A Confederate General from Big Sur(10)

By: Richard Brautigan



I found three pictures that were the right flavors: a monster picturehelphelp, a cowboy picturebangbang and a dime store romance picture I love you, and found a seat next to a man who was staring up at the ceiling.

The girl stayed for three days with Lee Mellon. She was sixteen years old and came from Los Angeles. She was a Jewess and her father was in the appliance business down in Los Angeles, and was known as the Freezer King of Sepulveda Boulevard.

He showed up at the end of the third day. It seems that the girl had run away from home, and when she had used up the last of her money, she called Poppa on the telephone and said that she was living with a man and they needed money and she gave her father the address where he could send the money.

Before the girl’s father took her away, he had a little chat with Lee Mellon. He told Lee Mellon that he didn’t want any trouble from this business and he made Lee Mellon promise never to see her again. He gave twenty dollars to Lee Mellon who said thanks.

The Freezer King said that he could build a fire under Lee Mellon if he wanted to, but he didn’t want any scandal. ‘Just don’t see her any more and everything will be all right.’

‘Sure,’ Lee Mellon said. ‘I can see your point.’

‘I don’t want any trouble, and you don’t want any trouble. We’ll just leave it right there,’ her father said.

‘Uh-huh,’ Lee Mellon said.

The Freezer King took his daughter back to Los Angeles. It had been a fine adventure even though her father had slapped her face in the car and called her a schicksa.

A little while after that Lee Mellon moved out of his room because he couldn’t pay the rent and went over and lay siege to Oakland.
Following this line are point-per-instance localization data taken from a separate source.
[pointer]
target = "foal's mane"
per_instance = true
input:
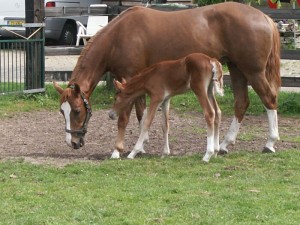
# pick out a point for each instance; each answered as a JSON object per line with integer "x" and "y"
{"x": 65, "y": 95}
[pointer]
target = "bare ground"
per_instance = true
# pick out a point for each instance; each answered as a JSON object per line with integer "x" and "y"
{"x": 39, "y": 137}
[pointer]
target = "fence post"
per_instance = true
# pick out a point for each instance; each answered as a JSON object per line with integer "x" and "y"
{"x": 34, "y": 13}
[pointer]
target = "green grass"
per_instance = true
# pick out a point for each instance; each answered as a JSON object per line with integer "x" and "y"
{"x": 241, "y": 188}
{"x": 289, "y": 103}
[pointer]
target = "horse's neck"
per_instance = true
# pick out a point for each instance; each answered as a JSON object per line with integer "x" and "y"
{"x": 88, "y": 73}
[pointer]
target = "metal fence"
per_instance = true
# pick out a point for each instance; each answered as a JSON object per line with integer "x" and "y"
{"x": 22, "y": 65}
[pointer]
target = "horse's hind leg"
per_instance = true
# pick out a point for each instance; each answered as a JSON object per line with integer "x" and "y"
{"x": 165, "y": 126}
{"x": 141, "y": 111}
{"x": 269, "y": 97}
{"x": 241, "y": 103}
{"x": 122, "y": 123}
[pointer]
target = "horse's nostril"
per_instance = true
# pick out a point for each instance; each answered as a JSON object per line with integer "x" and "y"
{"x": 81, "y": 142}
{"x": 76, "y": 145}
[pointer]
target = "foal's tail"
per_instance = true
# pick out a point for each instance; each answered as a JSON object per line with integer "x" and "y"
{"x": 273, "y": 63}
{"x": 217, "y": 77}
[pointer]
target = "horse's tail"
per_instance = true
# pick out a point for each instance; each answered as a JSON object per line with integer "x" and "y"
{"x": 273, "y": 63}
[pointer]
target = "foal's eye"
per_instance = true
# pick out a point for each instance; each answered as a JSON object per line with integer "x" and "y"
{"x": 76, "y": 111}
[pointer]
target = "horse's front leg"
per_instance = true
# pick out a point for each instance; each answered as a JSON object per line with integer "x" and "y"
{"x": 141, "y": 112}
{"x": 165, "y": 126}
{"x": 217, "y": 122}
{"x": 240, "y": 91}
{"x": 122, "y": 124}
{"x": 139, "y": 146}
{"x": 209, "y": 115}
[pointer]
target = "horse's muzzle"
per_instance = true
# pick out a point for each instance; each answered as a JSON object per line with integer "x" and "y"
{"x": 78, "y": 144}
{"x": 112, "y": 114}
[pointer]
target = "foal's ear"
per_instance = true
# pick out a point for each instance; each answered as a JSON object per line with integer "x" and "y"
{"x": 124, "y": 81}
{"x": 119, "y": 86}
{"x": 58, "y": 88}
{"x": 76, "y": 88}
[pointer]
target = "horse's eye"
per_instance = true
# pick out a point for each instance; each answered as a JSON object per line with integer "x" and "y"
{"x": 77, "y": 111}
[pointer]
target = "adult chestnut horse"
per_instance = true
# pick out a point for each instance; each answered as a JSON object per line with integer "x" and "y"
{"x": 236, "y": 34}
{"x": 166, "y": 79}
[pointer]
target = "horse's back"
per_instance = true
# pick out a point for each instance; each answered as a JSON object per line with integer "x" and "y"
{"x": 229, "y": 31}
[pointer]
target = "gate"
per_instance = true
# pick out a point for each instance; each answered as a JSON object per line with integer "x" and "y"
{"x": 22, "y": 62}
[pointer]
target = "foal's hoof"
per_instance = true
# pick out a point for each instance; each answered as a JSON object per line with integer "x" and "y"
{"x": 267, "y": 150}
{"x": 222, "y": 152}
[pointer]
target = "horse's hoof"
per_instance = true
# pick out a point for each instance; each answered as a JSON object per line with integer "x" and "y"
{"x": 267, "y": 150}
{"x": 115, "y": 154}
{"x": 222, "y": 152}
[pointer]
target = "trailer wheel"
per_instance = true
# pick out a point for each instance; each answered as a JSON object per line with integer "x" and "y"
{"x": 68, "y": 35}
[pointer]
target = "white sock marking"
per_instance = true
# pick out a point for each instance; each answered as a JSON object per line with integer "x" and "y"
{"x": 66, "y": 108}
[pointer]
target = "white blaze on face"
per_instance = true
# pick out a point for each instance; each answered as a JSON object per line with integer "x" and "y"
{"x": 66, "y": 108}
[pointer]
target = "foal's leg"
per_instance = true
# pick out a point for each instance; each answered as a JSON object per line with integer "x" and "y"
{"x": 139, "y": 146}
{"x": 209, "y": 116}
{"x": 122, "y": 123}
{"x": 241, "y": 103}
{"x": 141, "y": 111}
{"x": 165, "y": 126}
{"x": 268, "y": 96}
{"x": 217, "y": 122}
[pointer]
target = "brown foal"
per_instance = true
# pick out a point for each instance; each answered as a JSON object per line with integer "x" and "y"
{"x": 163, "y": 80}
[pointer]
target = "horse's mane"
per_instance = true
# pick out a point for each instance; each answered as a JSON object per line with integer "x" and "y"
{"x": 83, "y": 58}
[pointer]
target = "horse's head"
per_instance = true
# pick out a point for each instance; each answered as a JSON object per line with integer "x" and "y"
{"x": 76, "y": 110}
{"x": 121, "y": 101}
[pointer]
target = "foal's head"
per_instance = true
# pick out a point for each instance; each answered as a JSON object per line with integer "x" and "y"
{"x": 121, "y": 99}
{"x": 76, "y": 110}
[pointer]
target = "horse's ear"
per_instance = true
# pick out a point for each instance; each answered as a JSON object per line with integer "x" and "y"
{"x": 58, "y": 88}
{"x": 76, "y": 88}
{"x": 124, "y": 81}
{"x": 119, "y": 86}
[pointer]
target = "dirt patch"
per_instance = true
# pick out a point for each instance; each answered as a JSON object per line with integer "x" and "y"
{"x": 39, "y": 137}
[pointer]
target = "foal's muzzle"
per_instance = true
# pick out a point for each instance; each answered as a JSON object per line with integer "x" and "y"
{"x": 78, "y": 144}
{"x": 112, "y": 114}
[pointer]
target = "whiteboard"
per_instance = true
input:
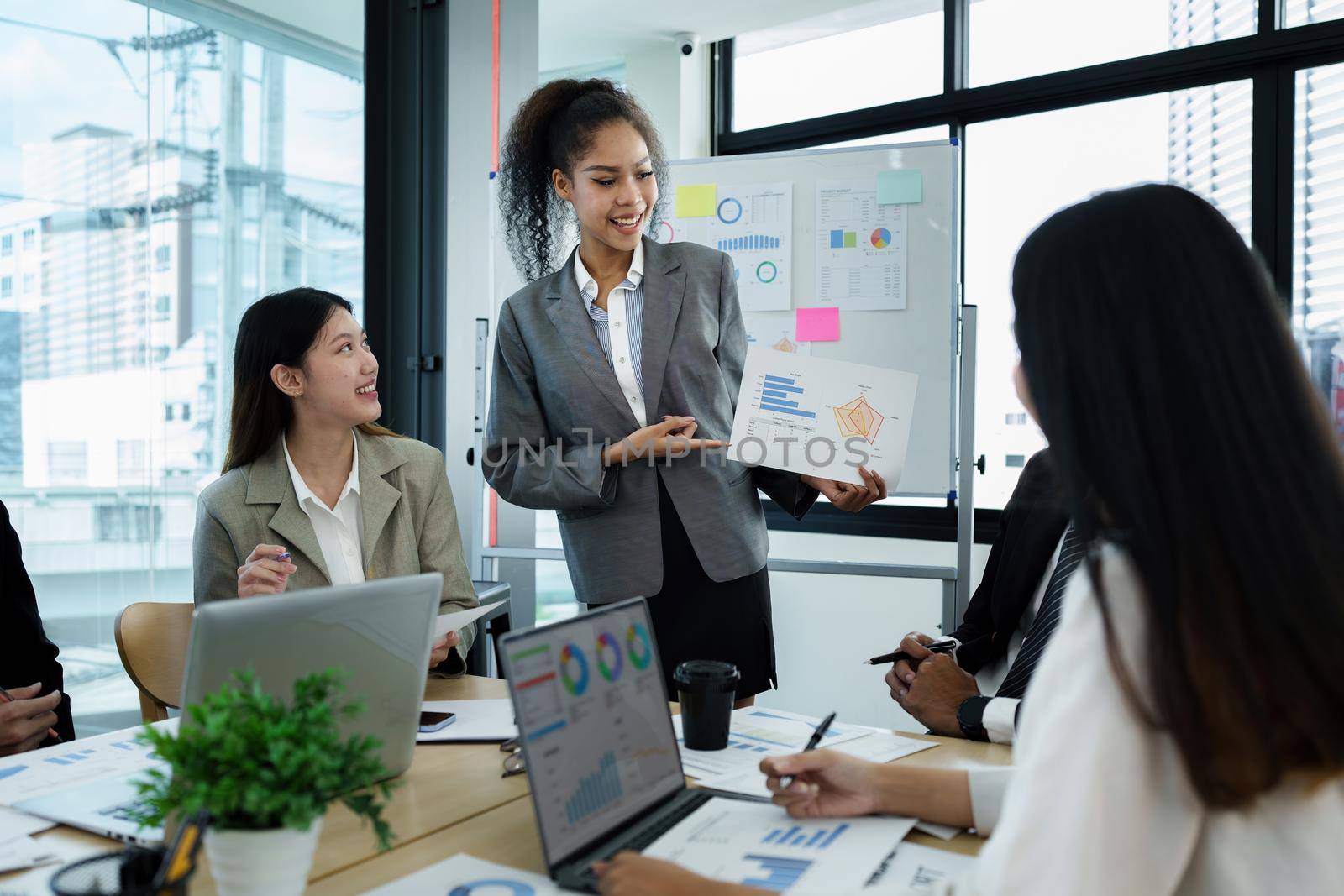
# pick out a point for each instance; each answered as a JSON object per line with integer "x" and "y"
{"x": 922, "y": 336}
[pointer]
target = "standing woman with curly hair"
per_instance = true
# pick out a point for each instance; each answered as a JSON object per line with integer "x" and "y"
{"x": 616, "y": 375}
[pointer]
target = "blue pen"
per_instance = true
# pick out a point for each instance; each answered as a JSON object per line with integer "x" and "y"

It was a rather impoverished siege that went on for months and was marked by only one offensive maneuver, a daring cavalry attack on the Pacific Gas and Electric Company.

Lee Mellon lived in the abandoned house of a friend who was currently Class C Ping-Pong champion of a rustic California insane asylum. The classifications of A, B or C were determined by the number of shock treatments administered to the patients. The gas and electricity had been turned off in 1937 when the friend’s mother had been tucked away for keeping chickens in the house.

Lee Mellon of course didn’t have any money to get them turned back on again, so he tunneled his way to the main gas line and tapped it. Then he had a way to cook and heat the place, but he never quite got the energy to put the thing under complete control. Consequently, whenever he turned the gas on with a hastily improvised valve, and put a match to the gas, out jumped a six-foot-long blue flame.

He found an old kerosene lantern and that took care of his light. He had a card to the Oakland Public Library and that took care of his entertainment. He was reading the Russians with that certain heavy tone people put in their voices when they say, ‘I’m reading the Russians.’

There wasn’t much food because he had little money to buy it with. Lee Mellon didn’t want to get a job. Laying siege to Oakland was difficult enough without going to work. So he went hungry most of the time, but he wouldn’t give up his PG&E security. He had to scuffle for his chow: panhandling on the streets and going around to the back doors of restaurants, and walking around looking for money in the gutters.

During his extended siege he abstained from drink and didn’t show much interest in women. Once he said to me, ‘I haven’t been laid in five months.’ He said it in a matter-of-fact way as if he were commenting on the weather.

Do you think it’s going to rain?

No, why should it?

Susan arrived one morning over at Leavenworth Street and said, ‘I’ve got to see Lee Mellon. It’s very important.’

I could see that it was very important. She showed how important it was. The months had gathered at her waist.

‘I don’t know where he’s living,’ I lied. ‘He just left one day without leaving a forwarding address,’ I lied. ‘I wonder where Lee Mellon is?’ I lied.

‘Have you seen him around town any?’

‘No,’ I lied. ‘He’s just vanished,’ I lied.

I couldn’t tell her that he was living in Oakland in terrible poverty. His only comfort being that he had tunneled his way to the main gas line and was now enjoying the rather dubious fruit of his labor: a six-foot-long blue flame. And that his eyebrows were gone.

‘He’s just vanished,’ I lied. ‘Everybody wonders where he went,’ I lied.

‘Well, if you see him any place, you tell him I’ve got to see him. It’s very important. I’m staying at the San Geronimo Hotel on Columbus Avenue, Room 34.’

She wrote it all down on a piece of paper and gave it to me. I put it in my pocket. She watched me put it in my pocket. Even after I had taken my hand out of my pocket, she was still watching the note, though it was in my pocket behind a comb, beside a wadded up candybar wrapper. I would have bet that she could have told me what kind of candybar wrapper it was.